# Case Studies

If you're interested in time series analysis and forecasting, this is the right place to be. The Time Series Lab (TSL) software platform makes time series analysis available to anyone with a basic knowledge of statistics. Future versions will remove the need for a basic knowledge altogether by providing fully automated forecasting systems. The platform is designed and developed in a way such that results can be obtained quickly and verified easily. At the same time, many advanced time series and forecasting operations are available for the experts. In our case studies, we often present screenshots of the program so that you can easily replicate results.

Did you know you can make a screenshot of a TSL program window? Press Ctrl + p to open a window which allows you to save a screenshot of the program. The TSL window should be located on your main monitor.

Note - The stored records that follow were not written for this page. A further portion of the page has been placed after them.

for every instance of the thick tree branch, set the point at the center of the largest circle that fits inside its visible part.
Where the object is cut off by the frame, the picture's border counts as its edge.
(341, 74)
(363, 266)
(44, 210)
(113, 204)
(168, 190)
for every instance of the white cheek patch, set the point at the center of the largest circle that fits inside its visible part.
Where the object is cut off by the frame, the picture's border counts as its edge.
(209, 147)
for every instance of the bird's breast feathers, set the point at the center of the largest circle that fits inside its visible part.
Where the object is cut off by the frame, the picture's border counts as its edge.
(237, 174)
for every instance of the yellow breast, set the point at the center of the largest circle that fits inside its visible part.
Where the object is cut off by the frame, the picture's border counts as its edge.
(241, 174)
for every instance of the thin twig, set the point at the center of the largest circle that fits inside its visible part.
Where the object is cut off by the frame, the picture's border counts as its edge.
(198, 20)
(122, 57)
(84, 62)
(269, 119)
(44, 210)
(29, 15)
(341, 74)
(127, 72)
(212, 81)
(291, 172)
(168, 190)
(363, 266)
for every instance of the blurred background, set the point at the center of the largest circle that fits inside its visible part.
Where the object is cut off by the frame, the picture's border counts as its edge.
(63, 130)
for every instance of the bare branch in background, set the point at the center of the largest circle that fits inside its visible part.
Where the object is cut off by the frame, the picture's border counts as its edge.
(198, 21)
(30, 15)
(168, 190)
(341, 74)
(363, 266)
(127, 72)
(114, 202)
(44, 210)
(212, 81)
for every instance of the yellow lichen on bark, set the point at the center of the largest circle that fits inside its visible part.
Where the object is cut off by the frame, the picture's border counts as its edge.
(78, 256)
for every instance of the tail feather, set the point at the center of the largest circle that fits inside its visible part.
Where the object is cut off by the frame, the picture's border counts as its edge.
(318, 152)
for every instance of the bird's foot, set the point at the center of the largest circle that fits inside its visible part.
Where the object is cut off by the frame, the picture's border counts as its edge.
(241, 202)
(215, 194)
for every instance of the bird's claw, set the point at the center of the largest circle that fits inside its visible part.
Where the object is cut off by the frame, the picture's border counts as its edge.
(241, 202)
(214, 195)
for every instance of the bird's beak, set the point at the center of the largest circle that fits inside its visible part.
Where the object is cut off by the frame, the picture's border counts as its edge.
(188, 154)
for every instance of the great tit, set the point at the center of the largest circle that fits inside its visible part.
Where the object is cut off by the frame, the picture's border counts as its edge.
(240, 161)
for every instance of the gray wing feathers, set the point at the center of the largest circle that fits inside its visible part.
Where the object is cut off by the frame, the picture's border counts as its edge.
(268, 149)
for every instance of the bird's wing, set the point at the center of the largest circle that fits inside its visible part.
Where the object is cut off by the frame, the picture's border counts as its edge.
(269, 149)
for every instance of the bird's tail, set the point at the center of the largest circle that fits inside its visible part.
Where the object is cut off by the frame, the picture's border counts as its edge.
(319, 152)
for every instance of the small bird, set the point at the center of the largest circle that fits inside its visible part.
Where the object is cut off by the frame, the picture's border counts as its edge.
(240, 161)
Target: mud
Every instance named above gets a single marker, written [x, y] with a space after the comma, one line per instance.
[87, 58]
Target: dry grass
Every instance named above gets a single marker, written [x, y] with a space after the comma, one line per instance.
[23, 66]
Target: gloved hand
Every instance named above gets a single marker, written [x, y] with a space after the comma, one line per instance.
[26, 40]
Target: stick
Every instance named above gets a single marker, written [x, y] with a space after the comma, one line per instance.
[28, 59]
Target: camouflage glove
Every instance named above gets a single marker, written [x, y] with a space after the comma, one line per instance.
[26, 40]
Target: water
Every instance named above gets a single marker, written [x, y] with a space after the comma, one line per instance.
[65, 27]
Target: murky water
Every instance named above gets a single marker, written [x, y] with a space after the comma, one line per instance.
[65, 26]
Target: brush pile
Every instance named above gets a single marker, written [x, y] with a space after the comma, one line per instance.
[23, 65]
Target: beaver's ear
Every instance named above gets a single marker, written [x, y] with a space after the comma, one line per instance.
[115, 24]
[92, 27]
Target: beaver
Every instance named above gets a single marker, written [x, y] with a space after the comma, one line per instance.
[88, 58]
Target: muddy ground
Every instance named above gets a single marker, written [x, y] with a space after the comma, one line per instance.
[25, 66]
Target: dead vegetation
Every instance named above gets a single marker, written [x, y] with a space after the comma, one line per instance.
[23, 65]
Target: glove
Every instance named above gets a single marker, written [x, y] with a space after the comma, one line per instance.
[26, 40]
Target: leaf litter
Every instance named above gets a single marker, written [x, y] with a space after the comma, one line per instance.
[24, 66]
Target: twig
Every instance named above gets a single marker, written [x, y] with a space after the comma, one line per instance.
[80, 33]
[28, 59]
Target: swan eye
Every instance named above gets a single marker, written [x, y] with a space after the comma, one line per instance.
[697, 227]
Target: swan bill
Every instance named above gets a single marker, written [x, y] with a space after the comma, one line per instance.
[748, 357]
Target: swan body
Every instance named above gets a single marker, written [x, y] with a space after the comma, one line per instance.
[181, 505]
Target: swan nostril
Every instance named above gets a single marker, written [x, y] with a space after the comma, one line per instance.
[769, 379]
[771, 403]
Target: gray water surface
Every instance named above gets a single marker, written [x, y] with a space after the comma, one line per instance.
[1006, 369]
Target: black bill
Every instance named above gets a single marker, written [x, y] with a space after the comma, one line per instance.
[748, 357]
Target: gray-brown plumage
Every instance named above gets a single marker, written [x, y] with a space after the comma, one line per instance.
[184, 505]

Click on the buttons below to go to our case studies. At the beginning of each case study, the required TSL package is mentioned. Our first case study, about the Nile data, is meant to illustrate the basic workings of the program and we advise you to start with that one.

# Nile

Date: June 30, 2022

Software: Time Series Lab - Home Edition

Topics: basic workings of program

#### Nile data

In this first case study we illustrate the fundamentals of TSL using observations from the river Nile. The data set consists of a series of readings of the annual flow volume at Aswan from 1871 to 1970. The Nile dataset is part of any TSL installer file and can be found in the data folder located in the install folder of TSL. Many time series concepts can be explained by the Nile time series alone.

#### Loading data

Let's start the modelling process. First go to the Database page of TSL by clicking the Database button. On this page we load, visually inspect, and prepare our data for the modelling process. The data set is loaded and selected from the file system by pressing the Load data button or by selecting Load data from the File menu. Locate the file Nile.csv in the data folder of the TSL install folder.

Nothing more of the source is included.